Ntvnews.id, Jakarta - Mahkamah Konstitusi (MK) menegaskan bahwa persyaratan nilai tes bahasa Inggris (TOEFL) sebagai bagian dari tes masuk kerja, baik di instansi pemerintah maupun swasta, tidak bisa dianggap sebagai bentuk diskriminasi.

Pernyataan tersebut disampaikan oleh Hakim Konstitusi M. Guntur Hamzah saat membacakan pertimbangan dalam Putusan Nomor 159/PUU-XXII/2024 di Ruang Sidang Pleno MK, Jakarta, pada Jumat. MK pun menolak permohonan yang diajukan oleh Hanter Oriko Siregar.

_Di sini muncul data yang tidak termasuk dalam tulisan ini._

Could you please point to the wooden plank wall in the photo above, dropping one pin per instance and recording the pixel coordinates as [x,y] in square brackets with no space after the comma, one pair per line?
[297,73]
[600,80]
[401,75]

“Dengan adanya suatu persyaratan khusus yang diberikan oleh suatu instansi baik instansi pemerintah maupun swasta dalam rangka mendapatkan kesempatan yang sama dalam pekerjaan dan disertai alasan yang masuk akal, maka upaya dimaksud bukanlah merupakan suatu bentuk diskriminasi,” ujar Guntur.

Baca juga: MK Tolak Gugatan Hapus Kolom Agama di KTP dan KK

MK juga menegaskan bahwa penempatan tenaga kerja, baik di sektor swasta maupun pemerintahan, tidak lepas dari batasan tertentu. Di sektor swasta, penempatan tenaga kerja diatur oleh Pasal 32 ayat (1) dan ayat (2) Undang-Undang Nomor 13 Tahun 2003 tentang Ketenagakerjaan, sementara di sektor pemerintahan diatur dalam Peraturan Pemerintah (PP) Nomor 11 Tahun 2017 tentang Manajemen PNS.

“Dengan demikian, dalil pemohon adalah tidak beralasan menurut hukum,” tambah Guntur, yang juga menyatakan bahwa tidak ada potensi bagi instansi pemerintah dan swasta untuk membuat aturan atau persyaratan yang sewenang-wenang dan diskriminatif dalam proses pengisian tenaga kerja.

Lebih lanjut, Mahkamah berpendapat bahwa adanya syarat kemampuan bahasa asing dalam seleksi pekerjaan sudah sesuai dengan prinsip tingkat kedewasaan dan pengalaman minimal (minimum degree of maturity and experience), serta merupakan implementasi dari konstitusi.

Guntur mengutip Pasal 28C ayat (1) UUD NRI Tahun 1945 yang menyatakan, “Setiap orang berhak mengembangkan diri melalui pemenuhan kebutuhan dasarnya, berhak mendapat pendidikan dan memperoleh manfaat dari ilmu pengetahuan dan teknologi serta seni dan budaya, demi meningkatkan kualitas hidup dan kesejahteraan umat manusia.”

Pada kasus ini, Hanter Oriko Siregar menggugat konstitusionalitas Pasal 35 ayat (1) UU Ketenagakerjaan dan Pasal 37 UU Nomor 20 Tahun 2023 tentang ASN. Hanter mengklaim tidak dapat mengikuti seleksi calon PNS tahun 2024 di Mahkamah Agung, Kejaksaan RI, dan KPK karena ketiga lembaga tersebut menetapkan persyaratan nilai TOEFL 450, sementara dia hanya mendapatkan skor 370.

MK mengaku dapat memahami kekhawatiran Hanter. Namun, MK menilai bahwa pemerintah telah menyediakan program pengembangan kompetensi bagi pencari kerja, pekerja yang terkena pemutusan hubungan kerja, dan pekerja yang membutuhkan peningkatan kompetensi, melalui program pelatihan dan pemberian insentif.

Berdasarkan hal itu, MK menyimpulkan bahwa dalil permohonan Hanter tidak beralasan menurut hukum, sehingga permohonannya ditolak seluruhnya.